Früh übt sich, wer ein Meister werden will, behauptet der Volksmund. Oder eine Meisterin. Im Fall der musikalischen Früherziehung geht es nicht darum, dass Kinder später Meister-Musiker werden sollen, sondern dass sie ihr Leben besser meistern, in jedem Beruf. Denn viele Studien belegen, dass Musik, weniger das passive Konsumieren, mehr das aktive Musizieren, die Persönlichkeit ganzheitlich stärkt und kompetent macht.

Von Dietrich Pätzold

Das fängt bei der Früherziehung an, besonders nötig für Kinder, die aus weniger musikalischen Haushalten kommen. Wenn aber der Landesverband der Musikschulen MV feststellt, dass die „Ressourcen“

nicht reichen, um allen Kindern diese Ausbildung zu ermöglichen, ist die Politik gefragt. Private Initiativen wie das Rostocker Projekt „Musikali“ können die Lage etwas aufbessern, gute Beispiele geben. Aber in der Fläche, etwa für Grimmen, lassen sich bildungspolitische Lücken so kaum schließen.

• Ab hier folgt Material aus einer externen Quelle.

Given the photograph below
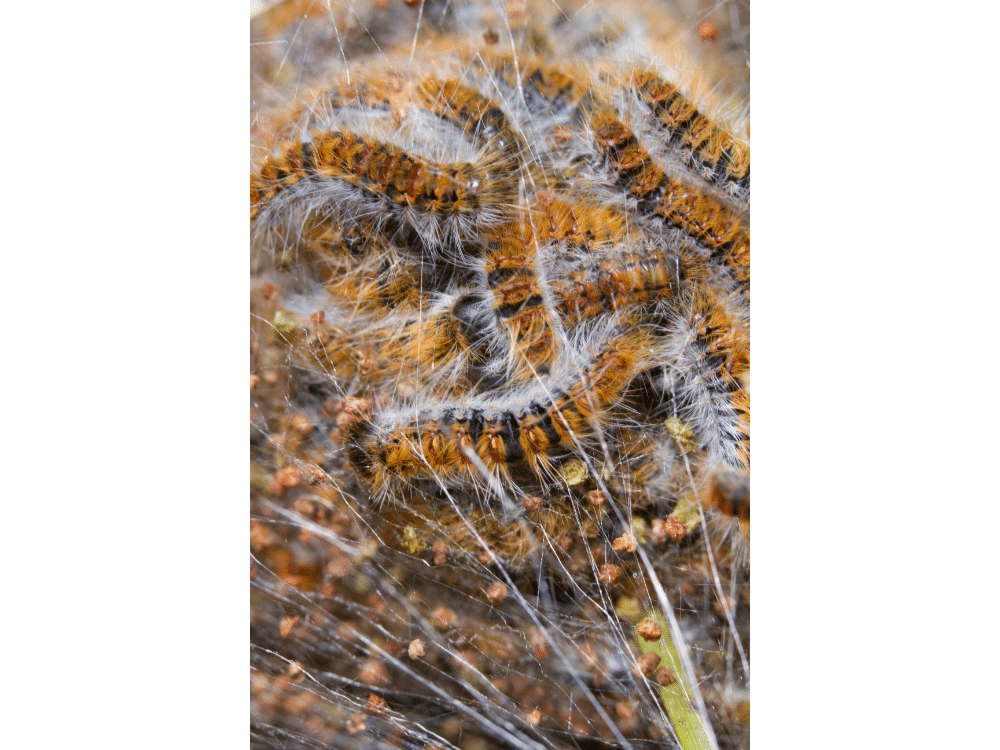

Doch es gibt ja jenen „Strategiefonds“ des Landes, aus dem die Parteien derzeit viel Geld verteilen. Die Zukunft unserer Kinder ist wahrscheinlich die strategische wichtigste Frage. Also: Mittel für musikalische Früherziehung im Land – das wäre sehr angemessen für einen Strategiefonds, der den Namen verdient.